Cleartext Transmission of Administrator Credentials via HTTP Basic Authentication on Waveshare RS232/485 TO WIFI ETH (B)  

Vulnerability 

Cleartext Transmission of Credentials / Unprotected Transport: 
Credentials are transmitted via HTTP Basic Authentication in plaintext over unencrypted HTTP. 

Vulnerability Description 

The embedded web interface of the Waveshare Industrial-grade Serial Server-to-Wi-Fi gateway devices uses HTTP Basic Authentication over plaintext HTTP. Administrator credentials are transmitted as Base64-encoded strings within the Authorization header. Base64 is an encoding method, not encryption, and can be trivially decoded by an attacker monitoring network traffic.

The device does not offer HTTPS/TLS support, exposing user credentials to passive interception by any attacker on the same network. This leads to direct compromise of authentication, confidentiality, and enables unauthorized access to sensitive OT configuration interfaces.  

This behavior violates secure transport principles and exposes administrative operations in ICS environments to interception, credential theft, and unauthorized system reconfiguration.  

Impact 

Intercepted credentials enable remote administrative access. 

CVE ID 

CVE-2025-63364 

Vendor 

Waveshare Electronics 

Product 

CWE 

CWE-319 – Cleartext Transmission of Sensitive Information 
CWE-523 – Unprotected Transport of Credentials 

CVSS v3.1 Scoring 

• Base Score: 7.5 (High) 

• Vector: CVSS:3.1/AV:N/AC:L/PR:N/UI:N/S:U/C:H/I:N/A:N 

Disclosure Timeline 

• 16 Sep 2025 — Initial report sent via Waveshare support portal with full disclosure report. 
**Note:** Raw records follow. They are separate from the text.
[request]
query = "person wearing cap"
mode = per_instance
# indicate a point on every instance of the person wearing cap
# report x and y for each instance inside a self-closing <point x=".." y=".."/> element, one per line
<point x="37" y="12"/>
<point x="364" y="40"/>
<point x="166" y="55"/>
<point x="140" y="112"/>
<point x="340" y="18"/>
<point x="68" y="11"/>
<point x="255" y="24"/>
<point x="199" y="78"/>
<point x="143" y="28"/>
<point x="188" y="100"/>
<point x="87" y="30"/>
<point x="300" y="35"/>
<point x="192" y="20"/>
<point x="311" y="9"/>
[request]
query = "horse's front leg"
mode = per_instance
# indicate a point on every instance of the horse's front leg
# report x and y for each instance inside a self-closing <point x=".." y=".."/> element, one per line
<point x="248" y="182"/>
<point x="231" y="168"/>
• 23 Sep 2025 — Vendor acknowledged receipt. 

• 23 Sep 2025 — Researcher requested remediation timeline, CVD process, and CVE coordination details. 

• 24 Sep 2025 — Vendor replied: “Information received; feedback will be taken into account in future research.” 
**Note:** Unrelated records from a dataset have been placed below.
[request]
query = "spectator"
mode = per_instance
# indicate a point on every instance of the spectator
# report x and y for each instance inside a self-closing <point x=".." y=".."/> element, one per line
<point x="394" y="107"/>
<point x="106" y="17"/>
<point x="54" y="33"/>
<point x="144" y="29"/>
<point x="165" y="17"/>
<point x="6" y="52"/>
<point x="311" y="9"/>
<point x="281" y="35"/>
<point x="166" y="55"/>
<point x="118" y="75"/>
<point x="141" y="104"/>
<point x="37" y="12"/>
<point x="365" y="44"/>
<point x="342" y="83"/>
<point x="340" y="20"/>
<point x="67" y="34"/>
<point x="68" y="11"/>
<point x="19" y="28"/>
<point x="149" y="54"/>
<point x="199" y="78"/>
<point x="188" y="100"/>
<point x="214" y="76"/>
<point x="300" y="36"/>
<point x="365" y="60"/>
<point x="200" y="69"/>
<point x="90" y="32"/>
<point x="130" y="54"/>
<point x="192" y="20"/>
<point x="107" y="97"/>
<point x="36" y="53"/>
• 24 Sep 2025 — Researcher requested confirmation on CVD process and timeline. 

• 27 Sep 2025 — Vendor responded: “No specific timeline can be provided; security feedback will be considered in subsequent products.” 

• 27 Sep 2025 — Researcher informed vendor case would be reported to MITRE for CVE assignment. 

• 29 Sep 2025 — Reported to MITRE for CVE assignment. 

• 10 Nov 2025 — CVE ID reserved. 

• 11 Nov 2025 — Public advisory released by Payatu. 

Credits 

Abhishek Pandey – Payatu Security Consulting Pvt. Ltd.